Fasziniert blickte sie nach unten und lief ein Stück weiter, bis Nemesis sie plötzlich aufhielt. Sie sah auf und bemerkte vor sich etwas, das verdächtig nach einem Baum aussah. Aber mit einem dunkelvioletten Stamm und Blättern, die irgendwie die Form von Herzen hatten und rosafarben waren.
»Ist das ... ein Baum?«, wollte sie wissen, da sie ihren Augen nicht ganz trauen konnte. Sie hatte noch nie einen solchen Baum gesehen. Er passte irgendwie hierher und irgendwie auch nicht. Er wirkte sehr ästhetisch.
Nemesis lachte leise. »Das sind Eves Herzbäume«, bemerkte er und hob die Hand, um eines der herzförmigen Blätter zu pflücken. Dieses hielt er Sezuna hin und sie bemerkte, dass es nicht flach war. Es wirkte mehr wie eine Blüte. »Mach es auf«, forderte er, was Sezuna die Stirn runzeln ließ. Dennoch öffnete sie es irgendwie und bemerkte eine kleine, perlenartige Frucht in der Mitte. Sie verströmte einen süßen, angenehmen Geruch.
Überrascht pflückte sie diese und hielt sie sich vor die Nase. »Die duftet gut«, flüsterte sie und spürte, wie ihr das Wasser im Mund zusammenlief.
»Iss sie ruhig«, lachte Nemesis, der sich ebenfalls eine nahm.
Zögerlich legte Sezuna sie auf ihre Zunge und spürte, wie ein fast honigartiger Geschmack sich darauf breitmachte. Ein zufriedener Laut verließ ihre Lippen, während sie den Geschmack genoss, indem sie ihre Augen schloss. Als sie es schließlich schluckte, war es immer noch sehr gut. »Wie lecker«, schwärmte sie und hätte am liebsten noch eine Frucht gegessen, doch sie wusste nicht, ob Eve das so gut finden würde. Sie wollte auch so einen Baum haben. Wie hatte es Eve nur geschafft, diesen zu erschaffen? Hatte sie vielleicht ein Vorbild dafür gehabt? Sezuna selbst kannte keine Pflanze dieser Art, obwohl es sehr viele verschiedene Gewächse auf Yama gab.

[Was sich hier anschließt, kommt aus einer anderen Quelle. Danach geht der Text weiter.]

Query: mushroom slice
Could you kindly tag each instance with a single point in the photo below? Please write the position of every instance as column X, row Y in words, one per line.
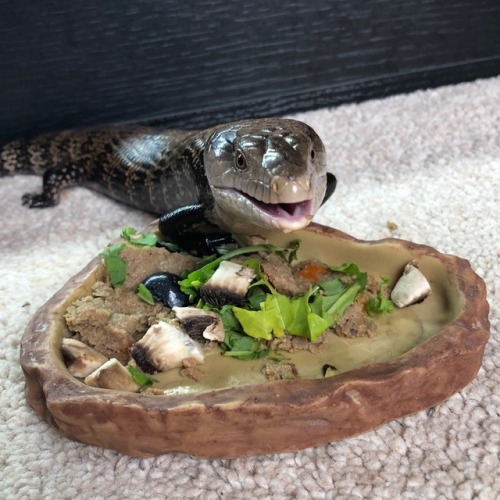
column 228, row 285
column 200, row 324
column 165, row 346
column 113, row 375
column 80, row 359
column 412, row 287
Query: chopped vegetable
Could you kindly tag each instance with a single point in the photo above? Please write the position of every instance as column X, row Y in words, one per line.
column 191, row 284
column 379, row 304
column 131, row 235
column 115, row 265
column 140, row 378
column 144, row 294
column 313, row 272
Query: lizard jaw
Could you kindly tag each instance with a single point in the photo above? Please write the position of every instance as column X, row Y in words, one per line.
column 247, row 212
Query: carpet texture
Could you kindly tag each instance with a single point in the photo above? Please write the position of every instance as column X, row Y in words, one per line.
column 427, row 161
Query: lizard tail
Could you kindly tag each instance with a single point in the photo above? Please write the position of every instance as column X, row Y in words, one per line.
column 29, row 156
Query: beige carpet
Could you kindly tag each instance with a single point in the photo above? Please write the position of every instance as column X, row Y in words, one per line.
column 428, row 161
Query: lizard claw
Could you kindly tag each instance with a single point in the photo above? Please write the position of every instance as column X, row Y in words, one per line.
column 34, row 200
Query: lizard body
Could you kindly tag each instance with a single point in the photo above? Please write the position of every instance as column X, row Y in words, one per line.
column 245, row 175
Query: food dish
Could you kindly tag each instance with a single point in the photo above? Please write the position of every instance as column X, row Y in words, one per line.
column 264, row 418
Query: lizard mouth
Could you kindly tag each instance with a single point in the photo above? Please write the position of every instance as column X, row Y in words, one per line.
column 289, row 211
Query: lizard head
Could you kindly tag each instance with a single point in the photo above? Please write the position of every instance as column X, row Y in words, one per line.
column 266, row 174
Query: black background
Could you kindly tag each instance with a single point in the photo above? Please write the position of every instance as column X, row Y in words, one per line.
column 71, row 64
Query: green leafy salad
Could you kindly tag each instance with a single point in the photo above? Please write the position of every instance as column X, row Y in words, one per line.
column 264, row 313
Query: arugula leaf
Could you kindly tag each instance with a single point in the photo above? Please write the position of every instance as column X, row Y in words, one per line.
column 140, row 378
column 191, row 284
column 115, row 265
column 236, row 343
column 379, row 304
column 144, row 294
column 352, row 270
column 139, row 239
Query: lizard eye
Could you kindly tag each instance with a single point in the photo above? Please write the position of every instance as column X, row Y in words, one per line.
column 239, row 161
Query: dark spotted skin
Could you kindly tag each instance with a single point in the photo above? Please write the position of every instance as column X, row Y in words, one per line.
column 149, row 169
column 244, row 176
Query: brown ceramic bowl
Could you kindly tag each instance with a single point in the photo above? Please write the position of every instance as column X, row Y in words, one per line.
column 269, row 417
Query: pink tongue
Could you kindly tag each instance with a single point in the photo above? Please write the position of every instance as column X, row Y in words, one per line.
column 288, row 210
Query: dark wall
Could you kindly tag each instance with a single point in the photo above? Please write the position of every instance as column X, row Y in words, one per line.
column 67, row 64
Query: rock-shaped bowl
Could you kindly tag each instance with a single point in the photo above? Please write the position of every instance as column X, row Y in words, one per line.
column 272, row 417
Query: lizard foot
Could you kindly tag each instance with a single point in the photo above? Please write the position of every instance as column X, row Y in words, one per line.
column 35, row 200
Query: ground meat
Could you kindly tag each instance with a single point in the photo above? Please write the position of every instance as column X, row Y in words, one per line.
column 111, row 320
column 143, row 262
column 282, row 277
column 280, row 371
column 355, row 323
column 190, row 370
column 289, row 343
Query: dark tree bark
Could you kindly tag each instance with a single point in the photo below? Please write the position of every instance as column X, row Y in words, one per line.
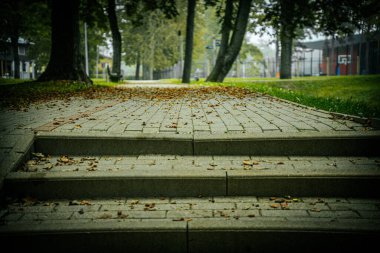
column 16, row 57
column 189, row 40
column 286, row 56
column 138, row 64
column 230, row 45
column 15, row 34
column 66, row 61
column 116, row 37
column 286, row 37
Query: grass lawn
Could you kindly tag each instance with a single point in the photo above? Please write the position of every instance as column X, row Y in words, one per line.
column 357, row 95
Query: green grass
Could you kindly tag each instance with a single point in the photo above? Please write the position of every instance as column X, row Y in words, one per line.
column 357, row 95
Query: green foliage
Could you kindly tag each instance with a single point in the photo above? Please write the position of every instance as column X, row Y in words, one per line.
column 357, row 95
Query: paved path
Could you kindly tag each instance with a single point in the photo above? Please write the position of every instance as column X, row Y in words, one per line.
column 211, row 113
column 176, row 111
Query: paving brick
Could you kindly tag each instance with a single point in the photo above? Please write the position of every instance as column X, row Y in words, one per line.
column 285, row 213
column 334, row 214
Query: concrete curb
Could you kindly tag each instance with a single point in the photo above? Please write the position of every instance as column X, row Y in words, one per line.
column 114, row 236
column 311, row 144
column 169, row 183
column 131, row 144
column 198, row 235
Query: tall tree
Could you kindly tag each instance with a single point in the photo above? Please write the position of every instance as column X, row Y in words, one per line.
column 230, row 42
column 116, row 37
column 66, row 61
column 189, row 40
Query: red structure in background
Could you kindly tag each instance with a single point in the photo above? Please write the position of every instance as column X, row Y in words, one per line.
column 358, row 54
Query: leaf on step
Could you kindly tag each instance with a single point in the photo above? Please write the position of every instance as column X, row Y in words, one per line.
column 74, row 203
column 29, row 201
column 105, row 216
column 85, row 203
column 38, row 155
column 274, row 205
column 120, row 215
column 64, row 159
column 48, row 166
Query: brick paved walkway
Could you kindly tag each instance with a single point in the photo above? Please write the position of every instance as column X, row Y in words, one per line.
column 211, row 114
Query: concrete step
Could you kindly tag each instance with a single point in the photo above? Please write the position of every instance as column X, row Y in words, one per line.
column 304, row 144
column 214, row 224
column 48, row 177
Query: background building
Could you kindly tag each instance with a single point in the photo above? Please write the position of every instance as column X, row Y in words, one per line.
column 7, row 65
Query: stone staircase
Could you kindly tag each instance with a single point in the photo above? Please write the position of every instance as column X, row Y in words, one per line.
column 196, row 193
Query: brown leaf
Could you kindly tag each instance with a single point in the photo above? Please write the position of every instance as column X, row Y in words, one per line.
column 64, row 159
column 275, row 205
column 48, row 166
column 120, row 215
column 247, row 162
column 85, row 203
column 74, row 203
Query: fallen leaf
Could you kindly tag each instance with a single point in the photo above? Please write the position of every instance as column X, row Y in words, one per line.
column 284, row 206
column 120, row 215
column 250, row 163
column 85, row 203
column 38, row 155
column 105, row 216
column 74, row 203
column 247, row 162
column 134, row 202
column 48, row 166
column 64, row 159
column 29, row 201
column 31, row 163
column 275, row 205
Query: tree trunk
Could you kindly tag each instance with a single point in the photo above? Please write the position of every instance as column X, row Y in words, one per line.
column 138, row 64
column 226, row 29
column 116, row 37
column 286, row 57
column 189, row 40
column 228, row 57
column 66, row 61
column 146, row 71
column 286, row 38
column 16, row 57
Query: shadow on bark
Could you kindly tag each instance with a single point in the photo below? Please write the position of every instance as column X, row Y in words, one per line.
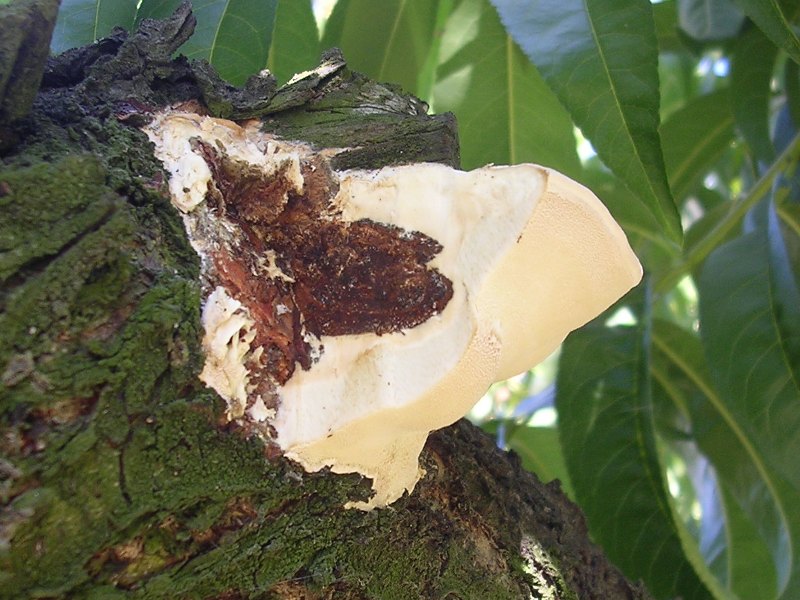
column 118, row 474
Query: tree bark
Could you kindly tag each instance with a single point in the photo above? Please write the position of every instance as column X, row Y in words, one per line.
column 119, row 476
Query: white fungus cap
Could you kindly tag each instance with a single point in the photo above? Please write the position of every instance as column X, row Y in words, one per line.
column 532, row 255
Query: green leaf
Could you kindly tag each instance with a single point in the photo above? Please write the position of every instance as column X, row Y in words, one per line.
column 82, row 22
column 771, row 19
column 740, row 468
column 387, row 40
column 540, row 451
column 506, row 113
column 695, row 138
column 601, row 59
column 644, row 234
column 607, row 431
column 295, row 41
column 233, row 35
column 748, row 351
column 751, row 75
column 709, row 19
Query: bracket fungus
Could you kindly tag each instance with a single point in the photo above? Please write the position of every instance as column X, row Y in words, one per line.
column 348, row 314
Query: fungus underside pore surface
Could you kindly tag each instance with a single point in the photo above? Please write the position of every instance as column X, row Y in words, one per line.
column 119, row 473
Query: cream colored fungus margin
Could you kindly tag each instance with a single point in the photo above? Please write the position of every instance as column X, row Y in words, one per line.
column 531, row 254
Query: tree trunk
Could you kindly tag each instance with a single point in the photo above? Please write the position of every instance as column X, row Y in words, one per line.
column 119, row 475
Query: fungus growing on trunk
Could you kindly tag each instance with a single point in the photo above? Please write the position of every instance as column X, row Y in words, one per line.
column 348, row 314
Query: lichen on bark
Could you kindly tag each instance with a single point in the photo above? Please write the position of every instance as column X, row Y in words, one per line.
column 119, row 476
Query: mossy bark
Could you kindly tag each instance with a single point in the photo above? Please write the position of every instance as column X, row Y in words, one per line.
column 118, row 474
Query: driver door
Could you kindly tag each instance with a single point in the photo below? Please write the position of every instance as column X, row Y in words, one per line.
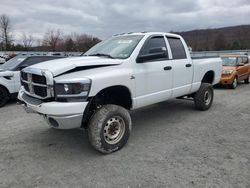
column 153, row 77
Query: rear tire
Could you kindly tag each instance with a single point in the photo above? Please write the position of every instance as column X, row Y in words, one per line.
column 109, row 128
column 203, row 98
column 4, row 96
column 234, row 84
column 246, row 80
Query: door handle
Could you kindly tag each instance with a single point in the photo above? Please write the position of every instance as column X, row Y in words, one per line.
column 167, row 68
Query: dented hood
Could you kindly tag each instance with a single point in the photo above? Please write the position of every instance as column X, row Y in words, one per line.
column 60, row 66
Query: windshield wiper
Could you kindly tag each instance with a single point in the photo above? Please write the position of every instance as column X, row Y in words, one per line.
column 105, row 55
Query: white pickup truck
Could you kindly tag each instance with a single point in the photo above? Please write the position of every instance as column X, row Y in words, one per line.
column 123, row 73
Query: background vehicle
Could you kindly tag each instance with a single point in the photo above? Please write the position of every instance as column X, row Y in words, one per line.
column 236, row 68
column 10, row 75
column 2, row 60
column 123, row 73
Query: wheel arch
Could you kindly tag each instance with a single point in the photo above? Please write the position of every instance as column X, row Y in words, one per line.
column 116, row 94
column 208, row 77
column 2, row 86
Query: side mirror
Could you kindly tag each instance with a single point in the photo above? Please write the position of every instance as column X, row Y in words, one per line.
column 154, row 53
column 240, row 64
column 22, row 67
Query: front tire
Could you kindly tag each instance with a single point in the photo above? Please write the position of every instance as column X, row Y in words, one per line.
column 4, row 96
column 109, row 128
column 203, row 98
column 234, row 84
column 246, row 80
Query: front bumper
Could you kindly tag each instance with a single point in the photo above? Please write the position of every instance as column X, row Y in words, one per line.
column 60, row 115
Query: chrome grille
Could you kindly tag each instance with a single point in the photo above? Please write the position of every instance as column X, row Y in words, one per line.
column 35, row 85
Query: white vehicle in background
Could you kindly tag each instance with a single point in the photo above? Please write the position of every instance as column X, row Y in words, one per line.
column 123, row 73
column 2, row 60
column 10, row 74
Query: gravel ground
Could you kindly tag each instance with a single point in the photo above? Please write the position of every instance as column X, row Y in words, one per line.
column 172, row 145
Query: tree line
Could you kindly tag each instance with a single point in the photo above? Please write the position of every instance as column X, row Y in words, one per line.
column 228, row 38
column 53, row 40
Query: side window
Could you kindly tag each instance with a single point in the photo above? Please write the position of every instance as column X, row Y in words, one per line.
column 239, row 60
column 245, row 60
column 177, row 48
column 153, row 45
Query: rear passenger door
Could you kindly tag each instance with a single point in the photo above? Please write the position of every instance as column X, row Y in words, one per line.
column 242, row 68
column 182, row 67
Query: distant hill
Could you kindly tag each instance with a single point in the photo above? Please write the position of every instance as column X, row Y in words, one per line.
column 227, row 38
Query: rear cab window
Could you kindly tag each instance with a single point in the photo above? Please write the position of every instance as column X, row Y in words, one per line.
column 177, row 48
column 154, row 42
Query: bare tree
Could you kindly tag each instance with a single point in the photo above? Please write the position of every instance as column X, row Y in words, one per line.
column 27, row 41
column 51, row 39
column 5, row 27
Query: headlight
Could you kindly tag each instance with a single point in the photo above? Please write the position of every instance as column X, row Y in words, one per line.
column 227, row 72
column 72, row 88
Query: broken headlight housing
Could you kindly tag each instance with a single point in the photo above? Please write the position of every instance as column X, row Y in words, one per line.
column 71, row 90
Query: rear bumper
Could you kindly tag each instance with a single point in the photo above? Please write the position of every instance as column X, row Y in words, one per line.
column 60, row 115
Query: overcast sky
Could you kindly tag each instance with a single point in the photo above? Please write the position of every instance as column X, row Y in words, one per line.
column 103, row 18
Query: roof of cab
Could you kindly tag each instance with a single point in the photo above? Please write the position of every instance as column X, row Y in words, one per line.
column 149, row 33
column 234, row 55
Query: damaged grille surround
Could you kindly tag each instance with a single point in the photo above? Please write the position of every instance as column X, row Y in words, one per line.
column 37, row 83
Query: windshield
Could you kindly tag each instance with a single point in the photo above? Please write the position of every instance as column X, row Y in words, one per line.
column 229, row 61
column 120, row 47
column 12, row 63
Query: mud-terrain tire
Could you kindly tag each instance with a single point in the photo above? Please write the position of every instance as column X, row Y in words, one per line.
column 234, row 84
column 203, row 98
column 109, row 128
column 246, row 80
column 4, row 96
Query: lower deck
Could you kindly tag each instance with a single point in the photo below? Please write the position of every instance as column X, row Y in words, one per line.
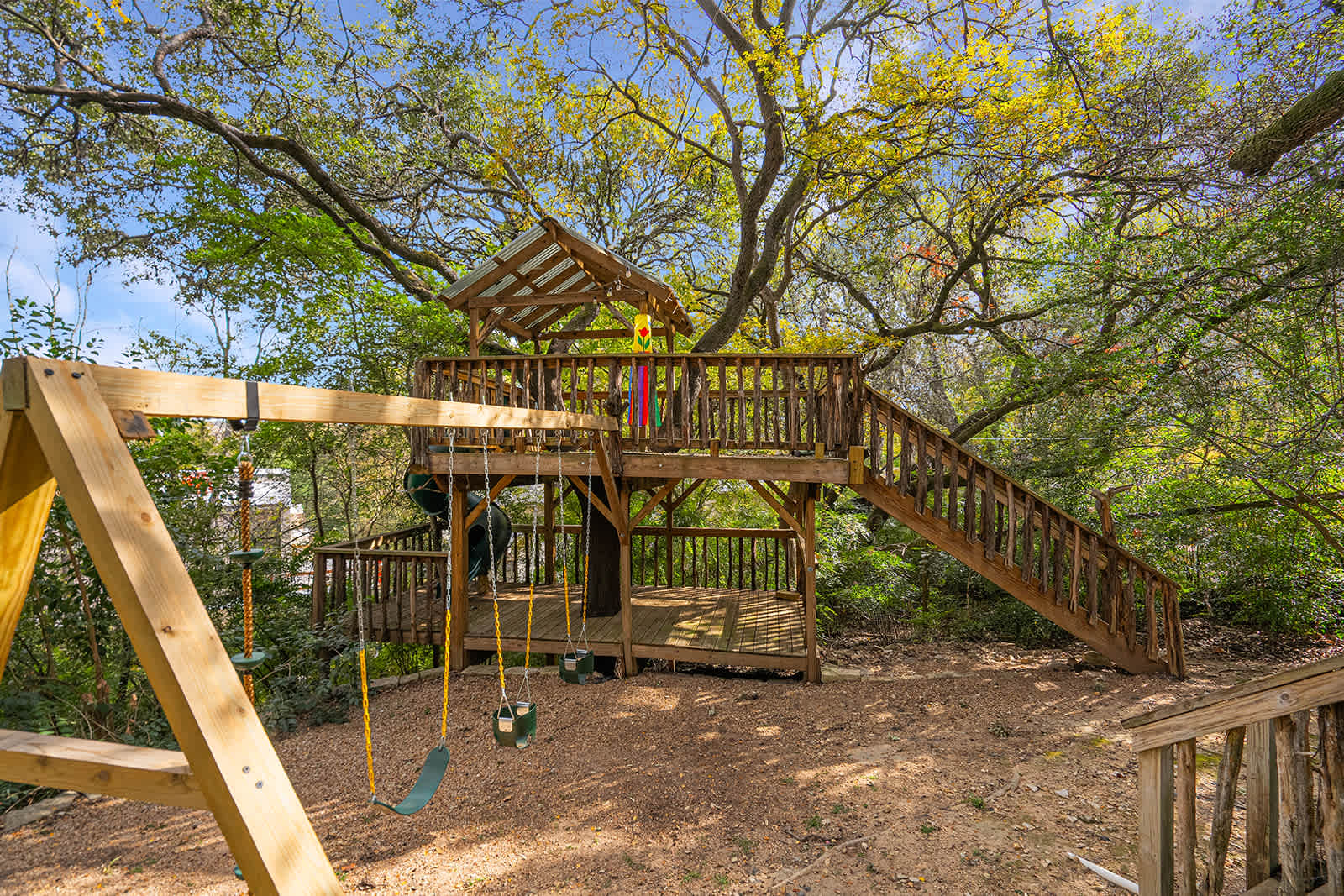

Yui kam auch immer wieder mit neuen Pflanzen an, da es sich dabei um ihre Freizeitbeschäftigung handelte. Manchmal verkaufte sie sogar die Pflanzen oder züchtete für Lilith Kräuter. Doch so ausgefallene Pflanzen hatte selbst Yui bisher nicht hinbekommen. Ob es wohl möglich war, der Hexe einen Ableger mitzunehmen? Würden diese Bäume überhaupt auf Yama gedeihen können?
»Eve macht das hier schon seit ein paar Jahren«, erzählte Nemesis und führte sie weiter. Hier gab es Bäume, Büsche und andere Pflanzen. Dinge, die Sezuna hier in der Hölle noch nie gesehen hatte. Generell wirkten sie so interessant, dass sie kaum einen Vergleich zu ihr bekannten Pflanzen ziehen konnte.
Es gab noch so viel zu lernen und sie würde hoffentlich von Eve all ihre Fragen beantwortet bekommen.